1. Винкель (нем. Winkel, «угол») — перевернутый треугольник, нашитый на робу узника концлагеря. В зависимости от цвета обозначал принадлежность к определенной категории заключенных.
2. Евреи в лагерях обычно помечались двумя треугольниками, лежащими друг на друге, образуя звезду Давида. Как правило, нижний треугольник был желтого цвета, а верхний соответствовал категории заключенного. В некоторых лагерях ограничивались одним желтым треугольником.
3. СД — Служба безопасности. С 1939 года находилась в подчинении Главному управлению имперской безопасности (РСХА).
4. Дело Дрейфуса (1894) — судебный процесс во Франции по делу капитана еврейского происхождения Альфреда Дрейфуса (1859–1935). На фоне сильных антисемитских настроений он был обвинен в шпионаже в пользу Германии на основании сфабрикованных документов и приговорен к пожизненной ссылке. Дело получило широкий общественный резонанс и поделило французское общество на два лагеря. Спустя 12 лет после появления доказательств невиновности Дрейфус был реабилитирован, он принимал участие в Первой мировой войне.

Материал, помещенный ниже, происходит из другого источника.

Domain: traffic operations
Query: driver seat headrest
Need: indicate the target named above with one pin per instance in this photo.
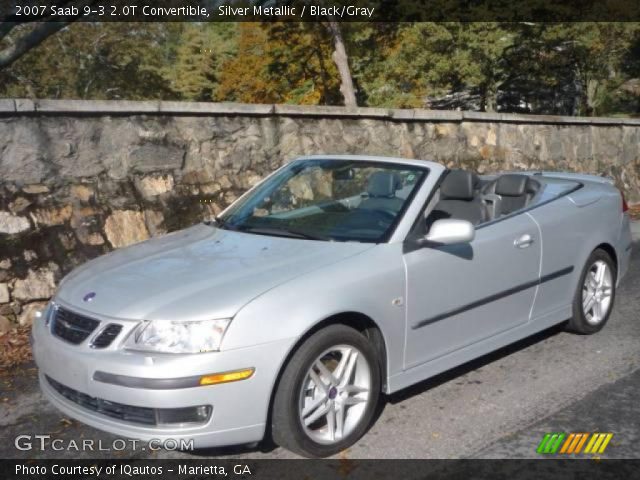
(383, 184)
(459, 185)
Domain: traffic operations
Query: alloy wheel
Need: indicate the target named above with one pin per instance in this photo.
(596, 292)
(334, 394)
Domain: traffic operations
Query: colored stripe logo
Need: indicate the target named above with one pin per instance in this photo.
(573, 443)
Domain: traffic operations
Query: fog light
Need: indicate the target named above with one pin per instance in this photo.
(227, 377)
(172, 416)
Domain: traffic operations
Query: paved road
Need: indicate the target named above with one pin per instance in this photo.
(499, 406)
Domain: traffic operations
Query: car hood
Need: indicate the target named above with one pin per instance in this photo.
(194, 274)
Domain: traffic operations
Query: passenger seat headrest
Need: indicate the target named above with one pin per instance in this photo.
(384, 184)
(459, 185)
(511, 185)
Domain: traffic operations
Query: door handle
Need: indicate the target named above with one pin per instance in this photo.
(523, 242)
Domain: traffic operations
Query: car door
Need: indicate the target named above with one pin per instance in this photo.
(458, 295)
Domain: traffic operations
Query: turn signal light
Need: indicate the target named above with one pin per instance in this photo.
(226, 377)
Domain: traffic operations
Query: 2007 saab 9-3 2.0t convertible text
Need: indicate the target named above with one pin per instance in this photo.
(332, 281)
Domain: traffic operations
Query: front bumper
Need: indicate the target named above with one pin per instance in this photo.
(239, 409)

Похоронен с национальными почестями. Хотя Дрейфус был ассимилированным евреем, его дело показало, что ассимиляция не являлась защитой от антисемитизма даже в просвещенной Франции.

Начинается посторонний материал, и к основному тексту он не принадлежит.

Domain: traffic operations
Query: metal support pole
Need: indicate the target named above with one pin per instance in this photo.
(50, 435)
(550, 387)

5 «Хайнт» («Сегодня») — ежедневная газета на идиш, издававшаяся в Варшаве с 1906 по 1939 год.
6 «Дер Штюрмер» (нем. Der Stürmer, «Штурмовик») — еженедельник, издавался в Нюрнберге Юлиусом Штрейхером. Печатал статьи, лозунги и карикатуры, возбуждающие ненависть к евреям, католикам, коммунистам и прочим врагам рейха. Имел большое влияние, его тираж был одним из самых больших в Германии — почти полмиллиона. Пестрел грубыми выражениями, порнографическими иллюстрациями и карикатурами, историями о жестокости евреев, большинство из которых сочинял сам Штрейхер. Гитлер и Гиммлер негласно поощряли издание, считая его примитивизм и бульварный стиль отличным способом завладеть вниманием масс.
7 Евреям было запрещено вывозить с собой рейхсмарки, поэтому они были вынуждены покупать иностранную валюту.